Coomassie stained gel bands are the standard samples. We recommend regular Coomassie stain with fixation of the protein. Silver stained gels can be analyzed, if the appropriate staining procedure is used, (see the protocols suitable for sequencing) but contamination, especially with keratin, is often a problem. When submitting a sample, please include a sample form . We prefer to have the whole gel and a picture showing the bands or spots to be analyzed. If shipping the gel from outside the University of Virginia, we suggest sealing it in a bag placed between sheets of cardboard for protection and shipped to:
Dr. Nicholas Sherman
Room 1101 Jordan Hall,
Department of Microbiology, Box 800734,
University of Virginia Health System,
1300 Jefferson Park Avenue
Charlottesville, VA 22908-0734
(phone 434-924-0070)
Our current instruments are a Finnigan LCQ Deca XP and LCQ Classic with micro-spra
y source.
Papers describing the use of the techniques are:
Mandal, A., Naaby-Hansen, S., Wolkowicz, M.J., Klotz, K., Shetty, J., Retief, J.D., Coonrod, S.A., Kinter, M., Sherman, N., Cesar, F., Flickinger, C.J. and Herr, J.C. (1999) Biol. Reprod. 61 1184-1197
S.L. Hanna, N.E. Sherman, M.T. Kinter, J.B. Goldberg (2000) Microbiology 146 2495-2508
A recommended reference on the procedures is:
Protein Sequencing and Identification Using Tandem Mass Spectrometry M. Kinter and N.E. Sherman (Wiley Interscience, 2000)
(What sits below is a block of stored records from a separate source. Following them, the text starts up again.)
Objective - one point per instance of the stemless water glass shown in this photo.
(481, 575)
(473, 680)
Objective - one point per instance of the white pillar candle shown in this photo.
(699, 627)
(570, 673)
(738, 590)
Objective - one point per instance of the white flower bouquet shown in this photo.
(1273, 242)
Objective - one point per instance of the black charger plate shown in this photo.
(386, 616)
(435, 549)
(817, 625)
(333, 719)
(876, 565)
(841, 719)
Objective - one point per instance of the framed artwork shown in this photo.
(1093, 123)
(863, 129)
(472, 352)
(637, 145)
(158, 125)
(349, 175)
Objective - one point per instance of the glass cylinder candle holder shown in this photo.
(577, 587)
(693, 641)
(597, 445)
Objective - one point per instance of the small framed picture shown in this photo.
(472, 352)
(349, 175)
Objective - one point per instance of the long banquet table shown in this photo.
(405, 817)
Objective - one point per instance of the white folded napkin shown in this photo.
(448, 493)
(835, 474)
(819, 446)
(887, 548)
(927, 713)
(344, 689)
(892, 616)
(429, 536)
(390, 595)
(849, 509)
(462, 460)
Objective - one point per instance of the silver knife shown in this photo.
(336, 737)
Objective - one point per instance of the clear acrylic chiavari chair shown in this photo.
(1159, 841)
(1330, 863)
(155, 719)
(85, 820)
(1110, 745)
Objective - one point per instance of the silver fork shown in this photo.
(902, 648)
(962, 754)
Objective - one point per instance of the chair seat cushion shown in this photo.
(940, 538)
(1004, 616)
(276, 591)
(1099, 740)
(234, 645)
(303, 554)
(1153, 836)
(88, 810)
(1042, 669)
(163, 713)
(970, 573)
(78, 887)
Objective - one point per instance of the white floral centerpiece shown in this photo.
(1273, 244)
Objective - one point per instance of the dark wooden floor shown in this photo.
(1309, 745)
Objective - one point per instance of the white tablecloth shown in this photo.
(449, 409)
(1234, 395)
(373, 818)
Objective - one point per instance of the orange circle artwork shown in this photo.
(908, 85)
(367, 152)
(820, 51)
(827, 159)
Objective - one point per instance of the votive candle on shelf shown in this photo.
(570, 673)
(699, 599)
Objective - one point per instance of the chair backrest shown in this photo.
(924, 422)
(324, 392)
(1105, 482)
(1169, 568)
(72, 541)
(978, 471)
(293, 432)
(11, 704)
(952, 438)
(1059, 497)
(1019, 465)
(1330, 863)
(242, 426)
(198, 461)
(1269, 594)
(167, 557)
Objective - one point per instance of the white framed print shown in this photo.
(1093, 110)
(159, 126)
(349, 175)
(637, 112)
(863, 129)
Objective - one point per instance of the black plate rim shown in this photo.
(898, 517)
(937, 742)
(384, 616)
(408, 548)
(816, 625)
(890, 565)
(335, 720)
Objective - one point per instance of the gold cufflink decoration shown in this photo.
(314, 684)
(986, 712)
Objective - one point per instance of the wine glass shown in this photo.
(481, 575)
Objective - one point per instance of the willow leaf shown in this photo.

Protein sequencing by Edman sequencing
N-terminal sequencing, also known as Edman sequencing, is performed on an Applied Biosystems Procise protein sequencer. In this technique, the N-terminal amino acid is derivatized with PITC, cleaved by acid and identified by reverse phase chromatography. Repeating this process gives a protein sequence.
Samples can be supplied in solution or as blots. Samples in aqueous solution usually contain buffers and salts which interfere with the sequencing chemistry, but it is simple to adsorb the protein on to PVDF membrane while the buffers pass through and are washed away. A popular way of preparing proteins for sequencing is to run them on a gel, blot to PVDF (not nitrocellulose), and stain with Ponceau Red or Coomassie Blue. Note that the maximum amount of PVDF which can be loaded is about 4 mm x 9 mm, or two bands.
Left: Loading strips of PVDF into sequencer Right: Loading liquid sample onto Polybrene treated glass fiber filter
The sample must contain only one protein, or else ambiguous data will be obtained. The N-terminal of the protein must also be unmodified; unfortunately many proteins have a modified N-terminus, which cannot be determined prior to sequencing. Peptides produced by digestion of a protein have unmodified N-termini and thus can readily be sequenced.
Our instrument can readily sequence 10 pmole of standard protein, but we suggest supplying more sample if it is readily available, because sample losses during handling often reduce the amount we receive from what people estimate. The length of sequence obtained may be limited by sample amount, but is always limited by the properties of the protein. Side reactions increase the background of amino acids and decrease the amount of amino acid released from the protein. Large proteins give more background signal than smaller proteins. Our best run was about fifty amino acids.
Edman chemistry can identify radiolabelled phosphorylation sites in peptides. Other modified amino acids may not be identified but their presence inferred by the lack of data. Cysteine cannot be positively identified unless it is alkylated. We have procedures for alkylating with N-isopropyliodoacetamide and 4-vinylpyridine, which are our preferred reagents, including a procedure for alkylating proteins prior to electrophoresis and after blotting to PVDF.
Available is a document with a description of sample preparation methods including many references and an explanation of the process of protein sequencing. (192K document). When submitting a sample, please include a sample submission form .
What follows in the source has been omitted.